I used to be bitter about it, and come down on the rookies really hard. I'm sure there are folks out there with more time invested than I. When I really think about it... I suck. I don't have my 300yd tunnel built yet. I don't have electronic target screens and high end analytical software to use them with. There's so much I don't have... it's pathetic. I still don't have an AMP annealer... mainly because I just haven't got around to ordering one. That, and they keep changing it for the better, so I keep waiting for the "final" best version to show up. lol
I think it would be good for people to remember that every individual has their own definitions of success. They each also have their own definition of what a positive experience looks and feels like. I'm an elitist that want's everything to feel perfect, flawless, and 100% correct. Other people are perfectly happy with something significantly less than the best. They don't have to worry about their reputation or what can happen with a customers time or money if they give wrong advice. They can just hop from one certainty to the next and never suffer any consequences for the posts they make here. They can be wrong, and it really doesn't matter to them. Just as others can be right, and it still won't matter to them. Those of us with perspective, have a duty to realize those without perspective, can't possibly see what we see. All we can do is politely encourage them to gain perspective, and we can't go about it directly... lest we draw their ire. We have to gently nudge them in the right direction, without them seeing us nudge them.

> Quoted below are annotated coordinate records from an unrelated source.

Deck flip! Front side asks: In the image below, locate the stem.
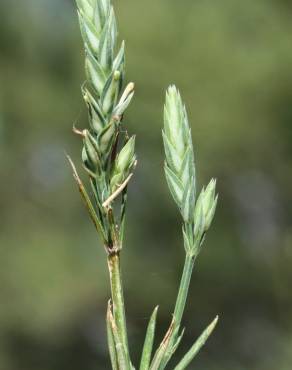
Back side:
[108,252,130,368]
[173,253,195,328]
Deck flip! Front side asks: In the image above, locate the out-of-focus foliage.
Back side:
[0,0,292,370]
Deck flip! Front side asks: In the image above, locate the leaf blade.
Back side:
[140,306,158,370]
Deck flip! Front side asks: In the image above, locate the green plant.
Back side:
[68,0,217,370]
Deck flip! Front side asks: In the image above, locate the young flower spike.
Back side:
[68,0,217,370]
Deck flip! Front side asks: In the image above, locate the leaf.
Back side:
[150,319,174,370]
[164,164,183,207]
[67,155,107,243]
[98,122,116,152]
[181,178,195,222]
[174,316,218,370]
[106,301,118,370]
[108,300,128,370]
[140,306,158,370]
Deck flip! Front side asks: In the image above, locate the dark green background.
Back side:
[0,0,292,370]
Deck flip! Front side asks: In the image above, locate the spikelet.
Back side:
[76,0,135,202]
[162,86,218,253]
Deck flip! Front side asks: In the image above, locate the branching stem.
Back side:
[173,253,195,327]
[108,252,130,368]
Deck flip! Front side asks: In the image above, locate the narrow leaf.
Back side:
[140,306,158,370]
[109,300,128,370]
[67,155,107,242]
[150,320,174,370]
[174,316,218,370]
[106,301,118,370]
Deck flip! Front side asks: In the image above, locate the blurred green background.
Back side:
[0,0,292,370]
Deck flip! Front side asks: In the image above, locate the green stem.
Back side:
[173,253,195,328]
[108,252,130,369]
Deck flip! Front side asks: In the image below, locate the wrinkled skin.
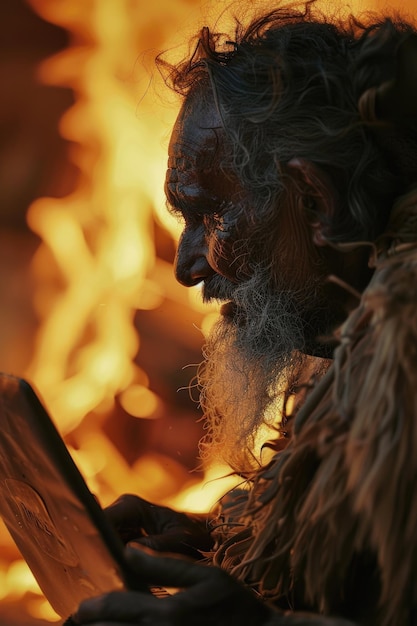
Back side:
[69,91,368,626]
[73,549,353,626]
[106,494,213,559]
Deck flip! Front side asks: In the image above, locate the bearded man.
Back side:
[69,2,417,626]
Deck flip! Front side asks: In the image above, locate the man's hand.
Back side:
[73,548,354,626]
[105,494,213,559]
[73,548,273,626]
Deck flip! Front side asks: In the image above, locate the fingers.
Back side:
[73,591,163,626]
[122,547,208,588]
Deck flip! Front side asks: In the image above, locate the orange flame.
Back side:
[0,0,414,622]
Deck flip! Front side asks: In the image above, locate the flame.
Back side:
[0,0,411,622]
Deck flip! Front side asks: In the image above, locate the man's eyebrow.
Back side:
[168,150,219,172]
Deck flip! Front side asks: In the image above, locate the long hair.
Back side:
[158,0,417,249]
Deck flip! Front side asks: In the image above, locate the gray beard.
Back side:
[198,272,312,473]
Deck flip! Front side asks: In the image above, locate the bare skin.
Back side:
[69,89,370,626]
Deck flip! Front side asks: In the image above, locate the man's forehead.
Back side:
[168,94,224,171]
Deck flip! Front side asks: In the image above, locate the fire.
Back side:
[0,0,411,622]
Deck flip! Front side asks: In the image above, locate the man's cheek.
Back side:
[208,235,250,283]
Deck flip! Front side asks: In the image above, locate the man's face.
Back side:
[165,89,247,301]
[165,88,330,468]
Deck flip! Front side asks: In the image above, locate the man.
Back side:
[70,2,417,626]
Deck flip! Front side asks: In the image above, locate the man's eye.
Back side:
[204,202,236,236]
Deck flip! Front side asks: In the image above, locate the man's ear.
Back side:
[287,157,337,246]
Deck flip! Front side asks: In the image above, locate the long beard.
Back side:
[198,272,314,473]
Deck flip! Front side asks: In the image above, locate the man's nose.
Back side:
[175,228,215,287]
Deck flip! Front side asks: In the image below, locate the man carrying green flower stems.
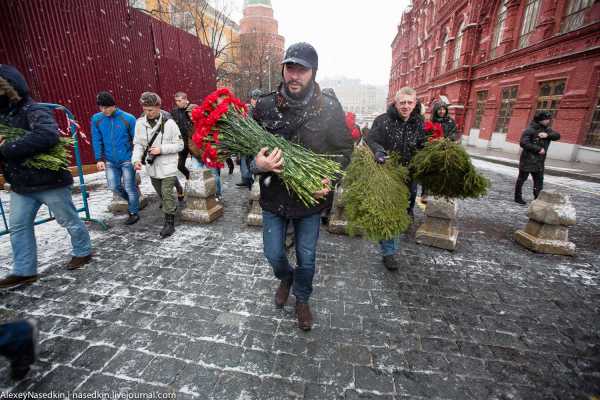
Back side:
[251,43,353,330]
[131,92,183,238]
[0,64,92,288]
[367,87,425,270]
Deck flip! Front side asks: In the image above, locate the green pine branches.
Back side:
[343,147,411,241]
[217,111,343,207]
[409,139,490,199]
[0,124,73,171]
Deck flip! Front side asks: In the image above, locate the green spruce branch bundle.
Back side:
[0,124,73,171]
[410,139,490,199]
[343,146,411,241]
[217,111,343,206]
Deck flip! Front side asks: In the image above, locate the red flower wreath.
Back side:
[192,88,248,168]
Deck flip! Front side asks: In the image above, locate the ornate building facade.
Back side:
[388,0,600,164]
[239,0,285,98]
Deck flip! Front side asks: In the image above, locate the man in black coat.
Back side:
[251,43,353,330]
[515,111,560,204]
[0,64,92,288]
[367,87,425,270]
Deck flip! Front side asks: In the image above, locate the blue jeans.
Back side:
[240,156,254,187]
[106,161,140,214]
[379,182,418,257]
[263,210,321,303]
[192,157,221,197]
[9,187,92,276]
[0,320,35,364]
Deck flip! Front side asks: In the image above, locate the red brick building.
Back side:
[389,0,600,164]
[240,0,285,97]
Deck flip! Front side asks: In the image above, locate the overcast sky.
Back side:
[234,0,410,86]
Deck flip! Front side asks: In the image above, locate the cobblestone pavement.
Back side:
[0,162,600,400]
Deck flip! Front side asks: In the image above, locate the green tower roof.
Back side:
[244,0,271,8]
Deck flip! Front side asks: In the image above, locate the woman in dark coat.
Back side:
[431,101,456,140]
[515,111,560,204]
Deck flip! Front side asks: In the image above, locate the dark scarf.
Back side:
[276,81,321,140]
[279,81,317,108]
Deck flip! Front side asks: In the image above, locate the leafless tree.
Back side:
[129,0,240,86]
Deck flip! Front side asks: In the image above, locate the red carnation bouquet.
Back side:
[192,88,343,206]
[346,112,360,140]
[423,121,444,143]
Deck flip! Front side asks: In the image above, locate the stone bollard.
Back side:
[108,174,148,214]
[246,179,262,226]
[415,196,458,250]
[515,190,576,256]
[327,184,348,235]
[181,168,223,224]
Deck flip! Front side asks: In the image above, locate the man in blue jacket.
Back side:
[0,64,92,288]
[91,92,140,225]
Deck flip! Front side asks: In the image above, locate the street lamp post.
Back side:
[266,55,271,93]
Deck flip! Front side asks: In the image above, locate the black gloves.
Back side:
[375,151,387,164]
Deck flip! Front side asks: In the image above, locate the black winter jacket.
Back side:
[253,84,354,218]
[519,121,560,172]
[0,64,73,193]
[367,104,425,165]
[431,102,456,140]
[171,107,194,147]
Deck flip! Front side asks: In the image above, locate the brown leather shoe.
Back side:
[67,254,92,269]
[296,303,312,331]
[275,281,292,308]
[0,275,38,289]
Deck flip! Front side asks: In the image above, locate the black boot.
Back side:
[160,214,175,239]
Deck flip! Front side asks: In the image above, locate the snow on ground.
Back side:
[472,159,600,195]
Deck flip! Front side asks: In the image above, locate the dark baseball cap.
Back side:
[281,42,319,69]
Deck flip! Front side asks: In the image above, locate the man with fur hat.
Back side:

That's if we want them to improve that is. However, some people are too brash and disrespectful in their ignorance... in which case those with experience are far more likely to take offense and try to spare others from the idiocy by hitting the poster with a brick rather than a pillow. I've walked both sides... and find the pillow is better. Perhaps not for them, but for me. The more difficult to quantify the topic, the more brazen posters become. This is why threads started on annealing or barrel cleaning turn into such horrific displays of thoughtlessness and barbarism. Almost no one involved has the skillset or the equipment to definitively prove their theory, but they'll anchor in and die on that hill regardless. I'd suggest a different path. Allow me to demonstrate.
Here's a video I did on annealing
6 years ago. To my knowledge, this was the first time anyone shared how to anneal with this method. If I were to shoot that video today, I'd do it differently with significantly toned down language and much more open-ended stances. My equipment has changed for the better since that video, but the core method has stayed the same. I've annealed more cases than most, but I still have no idea what I'm doing. I have no metallurgical testing equipment. I found a method that allows me to shoot smaller than I was prior which allowed me to setup my annealer to account for any type of brass in any atmospheric condition, very quickly, and go to the next plateau as a shooter, and here I'll share that method with you. I will not defend it. I will not be drawn into an argument over it. If you try it and it helps you, then it is working as intended. If it doesn't work, then I'm sorry you wasted your time. Though before annealing your brass too long, I'd perform some very goal-oriented testing, if I were you. You might find that the real world shooting might benefit from annealing "as right as you can" rather than annealing with caution thrown to the wind. Just a parting thought.